Have you settled on a trading strategy for 2024? One that you can back test and forward test to help build your wealth in 2024?

In my next two articles, I’ll show you everything you need to know to trade the Fibonacci Retracement tool.

You can find the Fibonacci Retracement tool on just about any good charting platform like Velocity Trader, Trading View, MT4 or MT5.
If you don’t know where to find it, phone your broker or look in indicators on your platform.

Today, we’ll start with what Fibonacci is and how to use it to spot significant market turning points.

Let’s start with…

A short story about Fibonacci

In 13th century Italy, lived a man named Leonardo Pisano – one of the greatest mathematicians of all time. Leonardo (also known as Fibonacci), learnt all about Arabic and Indian mathematics during his travels in North Africa and around the Mediterranean regions.

Each time he travelled to a new place, he kept noticing a consistent pattern that repeated itself throughout nature.

The sequence he defined was as follows.
0, 1, 1, 2, 3, 5, 8, 13, 21, 34, 55, 89, 144…

Basically, all you do is take the last two numbers and add them up to get the next number.
0 + 1 = 1
1 + 1 = 2
1 + 2 = 3
2 + 3 = 5
3 + 5 = 8
8 + 5 = 13

And so on…

Fibonacci first contrived this pattern through a pair of breeding rabbits but he then saw this pattern throughout nature – in the breeding of honeybees , the shape of seashells as well as plants.

This sequence also applies to trading and investing charts and is called the Fibonacci Retracement indicator.

The Fibonacci Retracement indicator is used to help identify possible support and resistance levels for any market.

The idea is all high liquid markets tend to move, to and retrace back, to certain levels after a big price move.

The indicator is used to calculate the ratios and percentages using the Fibonacci sequence.

Let’s look at an example with the South African JSE ALSI 40.

Fibonacci on the JSE ALSI 40


Looking at the above daily chart of the JSE ALSI 40, you can see the index has fallen from a Swing High point of (100%) at 70,522 down to a Swing Low point (0%) to 65,386.

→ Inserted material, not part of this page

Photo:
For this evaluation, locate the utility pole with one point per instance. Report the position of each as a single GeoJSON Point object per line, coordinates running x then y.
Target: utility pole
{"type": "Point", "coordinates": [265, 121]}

On your platform, when you add the Fibonacci Retracement tool onto your chart, you’ll drag it from the swing high to the swing low price of the uptrend to see six main horizontal fib lines present themselves:

Fib line #1: 100% (Swing high)
Fib line #2: 61.8%
Fib line #3: 50%
Fib line #4: 38.2%
Fib line #5: 23.6%
Fib line #6: 0% (Swing low)

Traders use these lines to establish and identify supports (floor) and resistances (ceiling) levels.

And with these levels you’ll be able to spot good entry, stop loss and take profit price levels.

Once you draw the Swing High and Swing Low on the JSE ALSI 40, the Fibonacci lines will be plotted on the chart.

You would also have seen the market then went to one of the high points at 61.80% at 68,560.

The price then retraced back to the 23.6% level at 66,598.

So you can see where we are going with this.

As a reversal trader, you could have sold (gone short) the index around 68,560 and held it until it hit the 66,598 line at 23/6%.

That’s where you would have banked a gain just by waiting for the market to bounce off a fib line.

That’s a good introduction and a different way for you to trade and use the Fibonacci Retracement tool with your trading in 2024.